“No, I meant Fermat. Why don’t you go back to 1650 or whenever it was to get the proof from him?”
Vrank and his companions shuffled back and forth nervously, and finally Vrank said, “Well, uh, actually, we already did. He didn’t have a proof either.”
“You’re kidding.” Rick laughed. “He didn’t have a proof?”
Vrank shook his head. “We docked his life before we got to yours, just for a prologue, you know, but it turned out he was wrong when he wrote that note in the margin. He had a flash of inspiration, but it turned out to be—”
Rick’s laughter drowned him out. “Your time machine!” Rick said when he got his breath back. “The one with the bad filter. You did the same thing to him that you did to me.”
Vrank blushed. “Yeah, I guess so.”
“Then there never was a proof. Never was, and never will be. Except for Wiles’s semistable elliptic curves.”
“Yada.” Vrank sighed and turned to his companions. “We’re snarked, dooties.”
“What happens now?” Marsha asked.
“Nothing, at least from your point of view. We, on the other hand, get to bounce back downstream and see if anybody’s filed a complaint.”
“And if they did?”
“Then we have to pay a fine and make resti to anybody whose life got screwed up. Not to mention re-taking historical vid.”
“You don’t just go back and undo the mistake?”
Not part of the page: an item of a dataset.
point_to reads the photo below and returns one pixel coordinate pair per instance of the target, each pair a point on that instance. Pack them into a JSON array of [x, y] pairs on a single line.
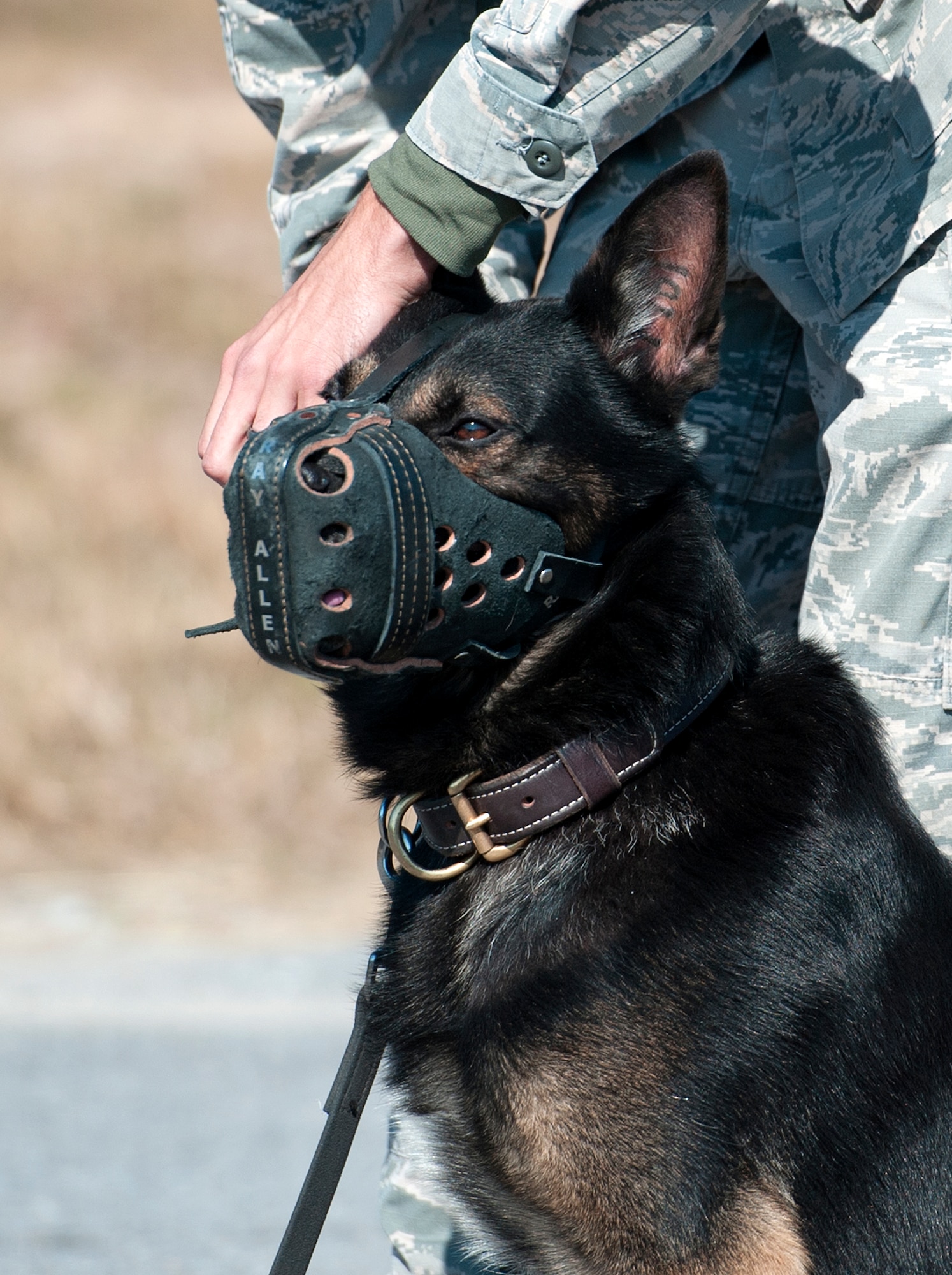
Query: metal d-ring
[[402, 843]]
Shil laughed. “Define ‘mistake.’ We came back to dock Rick solving the theorem, which he wouldn’t even have tried if we hadn’t. But we wouldn’t have come back here in the first place if he hadn’t done it already, so maybe we should trang the ripple suppressors in Vrank’s chrono again and bounce back and forth across the herenow until he twigs to it, hey? Which is the ‘real’ connie?”
“This is,” Rick said after a moment’s translation. “You’ve screwed with my head enough already; just leave well enough alone and go pay your fine.”
Vrank nodded. “That’s the way the judges usually figure it, too. Well, wish us luck.” He tapped his forehead in a mock salute, reached down to touch a control on his fanny pack/ time machine, and vanished. Torrie and Shil blinked out a moment later.
“Whew,” Marsha said, leaning back in the chair beside Rick’s. “I was afraid they were going to undo everything all the way back to me getting hired here, and I’d never have met you.”
Rick gave her a hug. “I’d have given them the proof before it came to that. I was just holding out to see if I could get them off our case entirely.”
“What?” Marsha stared at him with wide eyes. “You did figure it out?”
“That’s right.” Rick shuffled through the papers on his desk. “Hmm, that’s strange,” he said. “I had it here a minute ago.”
AUTHOR’S NOTE: In order to properly research this story, I, of course, had to find an elegant solution to Fermat’s last theorem. It is indeed a truly remarkable proof, which the margin of this publication is also too small to contain. Fortunately, the editor has graciously agreed to print it in a separate appendix, which can be found on page 179.